Bologna, Modena, Parma: Die Städtenamen zergehen auf der Zunge wie ihre Spezialitäten. Ein Schlaraffenland erster Güte.

Tortellini

Die Italiener nennen die Emilia Romagna liebevoll ihren „Bauch“, denn viele der berühmtesten Spezereien aus Italien, wie bsp. die Tortellini, sind hier zu Hause. (Foto: Flavia Vergani)

Die Emilia Romagna gilt als Wiege der Pasta und ist Heimat von kulinarischen Weltstars, die sich wie das Who’s Who der Gaumenfreuden liest: Parmaschinken, Balsamessig, Parmesan oder Tortellini und viele mehr. Vor allem für Feinschmecker ist die Emilia Romagna ein wahres El Dorado, das ultimative Schlaraffenland. Die Region zwischen der Lombardei und dem Veneto im Norden und der Toskana im Süden verdankt ihren vielen hochwertigen Spezereien einen guten Wohlstand, sie gehört zu den Reichsten im Stiefelstaat.

Überhaupt trägt in Italien die Nahrungsmittelproduktion zum Anziehen der Wirtschaft in hohem Masse bei. Grund genug, 2018 in Italien zum Jahr des italienischen Essens zu proklarieren. Dabei fällt der Emilia Romagna als kulinarische Schatztruhe eine wichtige Rolle zu, wird sie doch landauf, landab auch als Italiens Bauch gezeichnet. Hochburg und Hauptstadt ist Bologna, bezeichnenderweise von den Italienern liebevoll auch „la grassa“ genannt, die Fette. 38 Kilometer Arkaden durchwuseln den malerischen, mittelalterlichen Stadtkern und beherbergen so manchen Feinkostladen, ein Traumziel für Gaumenreisen. Die lebendige Stadt mit der ältesten Universität des Landes ist die perfekte Bühne, Tortellini & Co. angemessen und mit vielen Anekdoten zu würdigen. So sind die Tagliatelle hier nicht einfach entstanden, sondern als Ehrenmahl zur Hochzeit von Lucrezia Borgia, als Hommage an ihre schönen, blonden Haare, kreiert worden. Und die Tortellini sind nicht einfach nur Teigringli, nein sie sind das Abbild der römischen Liebesgöttin Venus. Oder zumindest deren Nabel.

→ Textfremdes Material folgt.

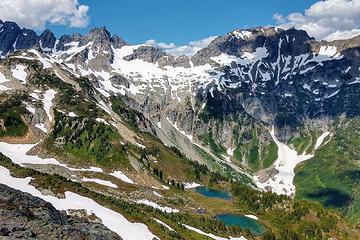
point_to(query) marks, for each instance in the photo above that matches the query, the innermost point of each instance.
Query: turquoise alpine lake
(243, 222)
(213, 193)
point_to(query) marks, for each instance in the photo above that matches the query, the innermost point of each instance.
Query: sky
(171, 24)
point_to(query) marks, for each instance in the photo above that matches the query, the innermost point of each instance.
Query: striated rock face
(247, 79)
(23, 216)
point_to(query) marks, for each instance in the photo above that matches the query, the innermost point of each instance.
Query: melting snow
(48, 97)
(164, 224)
(3, 80)
(19, 73)
(41, 126)
(282, 182)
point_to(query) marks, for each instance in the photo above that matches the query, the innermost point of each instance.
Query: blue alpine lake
(243, 222)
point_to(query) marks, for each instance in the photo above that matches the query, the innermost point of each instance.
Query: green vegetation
(11, 113)
(290, 219)
(305, 143)
(88, 140)
(208, 140)
(258, 154)
(332, 176)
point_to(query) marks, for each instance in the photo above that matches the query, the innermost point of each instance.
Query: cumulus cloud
(327, 19)
(188, 50)
(38, 13)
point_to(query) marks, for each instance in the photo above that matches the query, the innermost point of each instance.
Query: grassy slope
(332, 177)
(11, 112)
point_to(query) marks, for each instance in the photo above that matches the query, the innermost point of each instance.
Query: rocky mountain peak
(146, 53)
(117, 42)
(97, 36)
(47, 40)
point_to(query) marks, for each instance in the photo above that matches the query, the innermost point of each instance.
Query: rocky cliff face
(255, 77)
(26, 217)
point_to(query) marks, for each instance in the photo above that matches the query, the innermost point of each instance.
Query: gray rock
(23, 216)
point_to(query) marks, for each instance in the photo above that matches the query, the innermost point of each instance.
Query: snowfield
(19, 73)
(282, 182)
(48, 97)
(111, 219)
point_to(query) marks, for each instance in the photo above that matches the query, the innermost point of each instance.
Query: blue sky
(181, 21)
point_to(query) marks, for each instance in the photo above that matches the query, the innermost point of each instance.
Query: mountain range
(269, 109)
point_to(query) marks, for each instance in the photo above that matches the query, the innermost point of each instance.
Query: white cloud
(38, 13)
(327, 19)
(154, 43)
(188, 50)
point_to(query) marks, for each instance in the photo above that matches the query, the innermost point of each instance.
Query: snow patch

Passend zum Themenjahr hat die weltweit tätige Eataly vor Bolognas Toren einen Food-Themenpark mit Erlebnischarakter eröffnet, die Fico Eataly World. Hier kann man Seminare zur Pastaherstellung genauso besuchen wie eine Steinmühle zur Gewinnung von Olivenöl beobachten oder alles Wissenswerte lernen zum nahen Parmaschinken, dem wohl berühmtesten Schinken der Welt. Oder zum Parmesan, dem lange gereiften Hartkäse der zwischen Reggio Emilia und Parma, markenrechtlich geschützt als Parmigiano Reggiano entsteht. Nur mit offiziellem Brandsiegel dürfen die Käselaiber heranreifen, mindestens zwölf Monate muss er ruhen und reifen, meist aber liegt er bis zwei Jahre zur Vollendung. Oder man lässt sich einweihen in die jahrhundertealten Geheimnisse des Balsamessig aus Modena, der aus kaum einer hochwertigen Küche mehr wegzudenken ist.

Egal, was auch immer Sie über den Bauch Italiens wissen wollen, die Emilia Romagna hat eine Antwort darauf. Garantiert. Sie sehen also, Sie kommen an Genuss und Probieren aus der Emilia Romagna nicht so leicht vorbei.